Fogartach mac Néill (died 724), sometimes called Fogartach ua Cernaich, was an Irish king who is reckoned a High King of Ireland. He belonged to the Uí Chernaig sept of the Síl nÁedo Sláine branch of the southern Uí Néill. He was King of Brega and was the son of Niall mac Cernaig Sotal (died 701) and great-grandson of the high king Diarmait mac Áedo Sláine (died 665).
Fogartach may be identified with the "Focortoch" who signed as a guarantor of the Cáin Adomnáin at Birr in 697. The earliest report of him in the Irish annals is his flight from the battlefield at the Battle of Claenath (Clane, Co.Kildare) in 704 following the defeat of a number of southern Uí Néill kings by Cellach Cualann (died 715), King of Leinster.

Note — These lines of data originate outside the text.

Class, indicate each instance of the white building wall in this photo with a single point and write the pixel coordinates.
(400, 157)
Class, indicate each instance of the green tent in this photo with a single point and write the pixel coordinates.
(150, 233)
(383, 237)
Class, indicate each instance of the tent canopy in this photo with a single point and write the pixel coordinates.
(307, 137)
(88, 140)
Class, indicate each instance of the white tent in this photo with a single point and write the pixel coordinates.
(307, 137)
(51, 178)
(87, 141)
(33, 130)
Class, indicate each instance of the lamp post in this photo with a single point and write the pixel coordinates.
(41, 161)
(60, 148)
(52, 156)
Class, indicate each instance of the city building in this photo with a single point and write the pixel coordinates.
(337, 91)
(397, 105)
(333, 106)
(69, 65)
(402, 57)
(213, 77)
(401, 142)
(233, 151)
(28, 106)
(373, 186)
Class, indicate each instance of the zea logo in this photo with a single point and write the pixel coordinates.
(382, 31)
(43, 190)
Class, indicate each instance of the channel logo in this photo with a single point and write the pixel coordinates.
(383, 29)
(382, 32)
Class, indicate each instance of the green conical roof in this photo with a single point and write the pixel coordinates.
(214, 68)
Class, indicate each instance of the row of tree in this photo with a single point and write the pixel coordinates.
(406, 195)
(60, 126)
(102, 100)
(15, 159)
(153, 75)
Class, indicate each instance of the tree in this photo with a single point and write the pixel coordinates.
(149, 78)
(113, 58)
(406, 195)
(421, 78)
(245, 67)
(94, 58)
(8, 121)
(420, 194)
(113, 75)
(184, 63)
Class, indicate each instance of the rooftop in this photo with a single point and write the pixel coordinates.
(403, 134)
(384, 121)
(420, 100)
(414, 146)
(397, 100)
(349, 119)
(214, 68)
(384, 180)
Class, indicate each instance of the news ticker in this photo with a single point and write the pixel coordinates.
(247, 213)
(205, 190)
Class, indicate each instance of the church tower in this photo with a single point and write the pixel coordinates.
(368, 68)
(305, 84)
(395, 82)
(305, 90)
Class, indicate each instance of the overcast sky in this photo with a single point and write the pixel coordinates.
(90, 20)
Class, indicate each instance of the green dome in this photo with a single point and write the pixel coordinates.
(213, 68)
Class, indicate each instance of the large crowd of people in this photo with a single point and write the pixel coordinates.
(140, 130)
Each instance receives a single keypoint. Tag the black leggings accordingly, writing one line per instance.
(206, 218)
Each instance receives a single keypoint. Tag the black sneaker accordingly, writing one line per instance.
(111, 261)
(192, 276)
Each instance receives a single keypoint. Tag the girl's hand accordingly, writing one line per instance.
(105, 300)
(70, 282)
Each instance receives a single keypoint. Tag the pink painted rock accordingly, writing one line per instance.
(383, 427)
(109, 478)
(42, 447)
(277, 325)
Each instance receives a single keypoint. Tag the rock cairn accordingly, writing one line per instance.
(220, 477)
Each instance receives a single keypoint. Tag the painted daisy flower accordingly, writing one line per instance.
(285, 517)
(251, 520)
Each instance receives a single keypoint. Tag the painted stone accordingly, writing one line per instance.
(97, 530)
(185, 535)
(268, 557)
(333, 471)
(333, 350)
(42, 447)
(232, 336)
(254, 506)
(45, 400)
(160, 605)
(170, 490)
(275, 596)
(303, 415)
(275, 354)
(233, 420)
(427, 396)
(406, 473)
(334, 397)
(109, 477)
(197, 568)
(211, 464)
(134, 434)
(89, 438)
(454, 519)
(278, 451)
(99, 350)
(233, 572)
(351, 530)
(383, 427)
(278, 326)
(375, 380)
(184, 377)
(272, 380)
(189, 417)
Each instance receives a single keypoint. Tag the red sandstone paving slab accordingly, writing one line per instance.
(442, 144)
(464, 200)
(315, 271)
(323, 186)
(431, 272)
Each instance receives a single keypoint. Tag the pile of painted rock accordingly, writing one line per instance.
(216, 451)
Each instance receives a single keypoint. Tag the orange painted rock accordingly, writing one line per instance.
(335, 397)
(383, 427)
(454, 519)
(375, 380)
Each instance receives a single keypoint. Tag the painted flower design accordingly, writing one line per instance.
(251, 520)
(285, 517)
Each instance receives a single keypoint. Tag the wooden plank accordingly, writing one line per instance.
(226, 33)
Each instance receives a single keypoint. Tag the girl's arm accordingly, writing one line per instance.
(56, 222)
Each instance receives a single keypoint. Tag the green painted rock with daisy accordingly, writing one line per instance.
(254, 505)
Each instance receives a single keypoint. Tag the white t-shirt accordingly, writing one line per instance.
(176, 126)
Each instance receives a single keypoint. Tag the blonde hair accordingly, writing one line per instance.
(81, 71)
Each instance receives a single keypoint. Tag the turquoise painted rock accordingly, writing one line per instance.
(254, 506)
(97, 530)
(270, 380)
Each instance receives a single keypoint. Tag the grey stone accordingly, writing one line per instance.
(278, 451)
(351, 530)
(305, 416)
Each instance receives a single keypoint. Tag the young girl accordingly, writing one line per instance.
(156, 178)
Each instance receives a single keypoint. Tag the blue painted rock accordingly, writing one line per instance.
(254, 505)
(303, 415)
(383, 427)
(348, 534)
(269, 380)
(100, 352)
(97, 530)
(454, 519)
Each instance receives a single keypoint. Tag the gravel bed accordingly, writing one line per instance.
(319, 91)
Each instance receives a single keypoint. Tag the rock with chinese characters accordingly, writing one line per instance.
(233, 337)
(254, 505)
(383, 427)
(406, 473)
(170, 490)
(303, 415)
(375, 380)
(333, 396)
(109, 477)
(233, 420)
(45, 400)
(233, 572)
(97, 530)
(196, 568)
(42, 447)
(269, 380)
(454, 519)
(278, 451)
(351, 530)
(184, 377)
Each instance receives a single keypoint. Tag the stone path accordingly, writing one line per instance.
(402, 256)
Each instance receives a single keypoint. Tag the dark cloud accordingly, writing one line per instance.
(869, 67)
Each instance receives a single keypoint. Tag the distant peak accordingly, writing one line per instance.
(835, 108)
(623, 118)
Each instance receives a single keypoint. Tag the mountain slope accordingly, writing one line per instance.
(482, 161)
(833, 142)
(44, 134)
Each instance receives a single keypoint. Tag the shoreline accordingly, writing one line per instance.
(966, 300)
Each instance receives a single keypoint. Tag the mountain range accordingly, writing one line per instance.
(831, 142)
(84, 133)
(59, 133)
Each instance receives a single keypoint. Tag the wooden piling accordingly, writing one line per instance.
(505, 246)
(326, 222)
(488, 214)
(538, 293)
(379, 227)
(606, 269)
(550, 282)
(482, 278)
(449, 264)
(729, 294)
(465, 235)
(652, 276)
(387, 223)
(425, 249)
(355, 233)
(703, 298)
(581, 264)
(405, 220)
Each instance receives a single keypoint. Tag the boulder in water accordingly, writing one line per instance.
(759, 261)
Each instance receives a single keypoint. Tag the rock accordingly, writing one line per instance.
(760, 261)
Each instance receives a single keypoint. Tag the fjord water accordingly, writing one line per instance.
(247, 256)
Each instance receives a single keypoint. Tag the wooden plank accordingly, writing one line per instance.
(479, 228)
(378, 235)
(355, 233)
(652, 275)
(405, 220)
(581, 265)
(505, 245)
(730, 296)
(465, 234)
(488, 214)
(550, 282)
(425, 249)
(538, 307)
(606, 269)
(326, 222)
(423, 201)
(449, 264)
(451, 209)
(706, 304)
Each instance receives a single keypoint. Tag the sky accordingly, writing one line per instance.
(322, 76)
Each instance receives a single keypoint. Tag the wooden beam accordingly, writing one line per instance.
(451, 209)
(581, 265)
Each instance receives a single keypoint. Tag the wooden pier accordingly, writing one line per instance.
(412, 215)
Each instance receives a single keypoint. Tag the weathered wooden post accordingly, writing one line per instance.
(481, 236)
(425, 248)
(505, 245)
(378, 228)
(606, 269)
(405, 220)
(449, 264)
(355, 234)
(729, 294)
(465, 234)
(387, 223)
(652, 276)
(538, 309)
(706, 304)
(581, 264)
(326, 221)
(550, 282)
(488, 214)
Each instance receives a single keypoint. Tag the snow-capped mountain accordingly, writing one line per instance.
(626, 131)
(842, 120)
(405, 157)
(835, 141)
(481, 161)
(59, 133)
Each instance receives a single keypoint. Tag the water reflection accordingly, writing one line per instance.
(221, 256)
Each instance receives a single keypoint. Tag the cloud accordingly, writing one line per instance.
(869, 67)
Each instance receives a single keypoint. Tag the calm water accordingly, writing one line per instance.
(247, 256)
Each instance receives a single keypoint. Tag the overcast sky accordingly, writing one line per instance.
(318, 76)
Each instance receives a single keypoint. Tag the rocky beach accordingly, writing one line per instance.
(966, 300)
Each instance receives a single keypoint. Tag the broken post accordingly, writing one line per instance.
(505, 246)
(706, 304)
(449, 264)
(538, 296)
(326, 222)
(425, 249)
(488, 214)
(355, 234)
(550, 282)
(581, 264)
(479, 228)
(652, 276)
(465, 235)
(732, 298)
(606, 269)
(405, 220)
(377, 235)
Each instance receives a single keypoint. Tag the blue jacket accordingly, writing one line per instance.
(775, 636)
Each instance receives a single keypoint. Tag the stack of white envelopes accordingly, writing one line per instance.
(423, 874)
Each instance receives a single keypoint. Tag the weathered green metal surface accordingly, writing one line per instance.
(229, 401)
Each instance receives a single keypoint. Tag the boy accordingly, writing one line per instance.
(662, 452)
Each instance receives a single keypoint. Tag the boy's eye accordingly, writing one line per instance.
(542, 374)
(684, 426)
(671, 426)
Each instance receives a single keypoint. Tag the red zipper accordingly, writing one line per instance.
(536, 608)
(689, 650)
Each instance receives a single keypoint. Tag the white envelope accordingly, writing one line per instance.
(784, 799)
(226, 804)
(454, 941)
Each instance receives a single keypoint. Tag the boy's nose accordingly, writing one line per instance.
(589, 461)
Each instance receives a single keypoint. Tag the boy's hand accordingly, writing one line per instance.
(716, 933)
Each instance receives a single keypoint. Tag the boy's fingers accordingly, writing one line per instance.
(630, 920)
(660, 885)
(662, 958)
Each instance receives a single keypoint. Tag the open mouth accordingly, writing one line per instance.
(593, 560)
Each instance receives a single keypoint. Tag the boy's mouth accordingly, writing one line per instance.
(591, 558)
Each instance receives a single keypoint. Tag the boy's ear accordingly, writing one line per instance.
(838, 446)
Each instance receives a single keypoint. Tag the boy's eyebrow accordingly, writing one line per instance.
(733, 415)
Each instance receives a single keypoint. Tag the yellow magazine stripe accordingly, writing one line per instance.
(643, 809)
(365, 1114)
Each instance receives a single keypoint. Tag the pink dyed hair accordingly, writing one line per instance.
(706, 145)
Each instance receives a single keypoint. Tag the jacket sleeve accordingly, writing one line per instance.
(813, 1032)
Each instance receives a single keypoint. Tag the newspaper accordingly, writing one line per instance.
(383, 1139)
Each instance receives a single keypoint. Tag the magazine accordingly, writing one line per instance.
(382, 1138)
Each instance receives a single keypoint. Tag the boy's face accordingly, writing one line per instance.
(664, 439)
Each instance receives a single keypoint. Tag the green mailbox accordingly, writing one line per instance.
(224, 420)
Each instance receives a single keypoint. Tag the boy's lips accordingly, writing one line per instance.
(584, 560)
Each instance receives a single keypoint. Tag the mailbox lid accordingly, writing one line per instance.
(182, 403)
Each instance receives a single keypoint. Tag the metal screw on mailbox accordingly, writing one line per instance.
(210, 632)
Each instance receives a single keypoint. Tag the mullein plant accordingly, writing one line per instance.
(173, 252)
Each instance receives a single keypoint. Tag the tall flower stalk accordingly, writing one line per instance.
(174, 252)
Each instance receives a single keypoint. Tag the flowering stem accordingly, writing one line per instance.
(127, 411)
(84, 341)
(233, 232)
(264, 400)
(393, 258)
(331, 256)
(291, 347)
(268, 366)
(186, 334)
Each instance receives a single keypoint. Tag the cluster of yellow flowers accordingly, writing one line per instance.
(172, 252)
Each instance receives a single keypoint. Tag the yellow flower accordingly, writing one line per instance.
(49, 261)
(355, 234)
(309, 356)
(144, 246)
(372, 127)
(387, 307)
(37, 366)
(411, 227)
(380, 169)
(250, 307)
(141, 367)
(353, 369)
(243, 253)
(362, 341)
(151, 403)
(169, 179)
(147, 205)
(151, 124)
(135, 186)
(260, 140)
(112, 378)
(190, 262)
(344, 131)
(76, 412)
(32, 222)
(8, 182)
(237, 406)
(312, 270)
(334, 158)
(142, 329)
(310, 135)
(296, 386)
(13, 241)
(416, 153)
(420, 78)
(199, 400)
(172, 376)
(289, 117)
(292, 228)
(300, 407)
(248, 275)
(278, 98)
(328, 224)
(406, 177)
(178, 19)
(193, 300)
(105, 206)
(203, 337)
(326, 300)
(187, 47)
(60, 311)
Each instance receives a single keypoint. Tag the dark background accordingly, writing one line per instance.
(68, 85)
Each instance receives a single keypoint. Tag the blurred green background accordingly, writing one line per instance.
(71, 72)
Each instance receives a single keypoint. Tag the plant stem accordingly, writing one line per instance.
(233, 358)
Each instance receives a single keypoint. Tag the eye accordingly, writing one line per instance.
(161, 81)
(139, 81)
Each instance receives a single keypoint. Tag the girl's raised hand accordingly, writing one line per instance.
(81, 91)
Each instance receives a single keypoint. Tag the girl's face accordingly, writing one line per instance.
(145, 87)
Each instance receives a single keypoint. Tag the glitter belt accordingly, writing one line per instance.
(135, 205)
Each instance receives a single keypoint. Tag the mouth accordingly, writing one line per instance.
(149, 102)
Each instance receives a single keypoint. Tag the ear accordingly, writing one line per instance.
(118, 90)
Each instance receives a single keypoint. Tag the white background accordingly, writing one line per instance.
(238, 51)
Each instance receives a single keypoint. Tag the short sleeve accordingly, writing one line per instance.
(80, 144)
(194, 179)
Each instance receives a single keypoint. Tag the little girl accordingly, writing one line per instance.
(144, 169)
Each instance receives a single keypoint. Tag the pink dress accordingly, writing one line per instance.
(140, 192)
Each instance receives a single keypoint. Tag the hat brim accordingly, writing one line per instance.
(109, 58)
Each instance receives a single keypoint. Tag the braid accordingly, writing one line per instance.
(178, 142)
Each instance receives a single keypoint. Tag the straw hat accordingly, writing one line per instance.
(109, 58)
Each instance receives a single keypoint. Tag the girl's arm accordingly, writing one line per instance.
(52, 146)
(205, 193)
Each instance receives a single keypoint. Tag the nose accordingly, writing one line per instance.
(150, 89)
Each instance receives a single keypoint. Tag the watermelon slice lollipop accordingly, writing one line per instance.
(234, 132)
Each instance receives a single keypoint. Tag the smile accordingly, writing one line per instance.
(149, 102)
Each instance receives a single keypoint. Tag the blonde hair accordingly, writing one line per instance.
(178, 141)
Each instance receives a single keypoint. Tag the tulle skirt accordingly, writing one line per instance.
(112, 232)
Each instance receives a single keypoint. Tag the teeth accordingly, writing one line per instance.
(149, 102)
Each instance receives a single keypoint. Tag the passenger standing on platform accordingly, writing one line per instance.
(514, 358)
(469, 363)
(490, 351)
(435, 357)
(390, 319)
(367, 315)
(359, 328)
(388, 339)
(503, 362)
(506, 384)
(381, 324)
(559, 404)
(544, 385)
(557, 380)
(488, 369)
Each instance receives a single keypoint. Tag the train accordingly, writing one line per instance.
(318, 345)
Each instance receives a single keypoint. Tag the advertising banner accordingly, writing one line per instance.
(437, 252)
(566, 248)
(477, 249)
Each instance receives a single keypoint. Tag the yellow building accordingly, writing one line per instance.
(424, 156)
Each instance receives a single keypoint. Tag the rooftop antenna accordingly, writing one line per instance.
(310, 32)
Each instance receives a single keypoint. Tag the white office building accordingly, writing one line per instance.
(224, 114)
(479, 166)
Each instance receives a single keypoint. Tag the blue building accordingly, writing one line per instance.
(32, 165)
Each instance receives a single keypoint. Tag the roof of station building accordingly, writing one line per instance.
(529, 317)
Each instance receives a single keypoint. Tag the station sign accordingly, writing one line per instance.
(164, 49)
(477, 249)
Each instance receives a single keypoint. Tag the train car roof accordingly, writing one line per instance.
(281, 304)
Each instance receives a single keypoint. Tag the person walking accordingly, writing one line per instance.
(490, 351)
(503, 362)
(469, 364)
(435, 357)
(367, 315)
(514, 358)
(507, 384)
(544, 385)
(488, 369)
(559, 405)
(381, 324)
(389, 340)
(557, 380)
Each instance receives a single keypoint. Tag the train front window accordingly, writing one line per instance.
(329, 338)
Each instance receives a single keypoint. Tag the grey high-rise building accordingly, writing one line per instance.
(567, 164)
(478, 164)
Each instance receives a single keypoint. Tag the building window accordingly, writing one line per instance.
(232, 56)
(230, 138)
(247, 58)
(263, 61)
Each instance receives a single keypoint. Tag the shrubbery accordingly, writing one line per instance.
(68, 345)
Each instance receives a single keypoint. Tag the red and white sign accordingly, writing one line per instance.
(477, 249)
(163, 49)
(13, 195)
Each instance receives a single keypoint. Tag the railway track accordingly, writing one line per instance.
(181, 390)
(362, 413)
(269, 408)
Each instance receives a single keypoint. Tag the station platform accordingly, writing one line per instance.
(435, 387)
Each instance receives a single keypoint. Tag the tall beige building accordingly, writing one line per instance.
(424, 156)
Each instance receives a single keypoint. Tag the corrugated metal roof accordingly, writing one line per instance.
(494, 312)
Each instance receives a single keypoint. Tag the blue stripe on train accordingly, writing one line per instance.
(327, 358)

In 714 Fogartach was deposed as king of Brega and exiled in Britain. It has been suggested that it was the High King, Fergal mac Máele Dúin (died 722), who deposed him, but it appears more likely that this was a dispute within the fractious Síl nÁedo Sláine, and that Fogartach was removed by his uncle Conall Grant (died 718), assisted by Murchad Midi (died 715) of Clann Cholmáin. Conall killed Murchad the following year and Fogartach returned in 716.
He caused some manner of disturbance in 717 at the Oenach Tailtiu—an annual Uí Néill gathering held at Teltown—where "Ruba's son and Dub Sléibe's son" were killed, but the annalistic record lacks sufficient context to explain what happened there and why. The following year Conall Grant won a battle against a coalition of southern Uí Néill kings at Kells, but was killed by Fergal mac Máele Dúin later that year.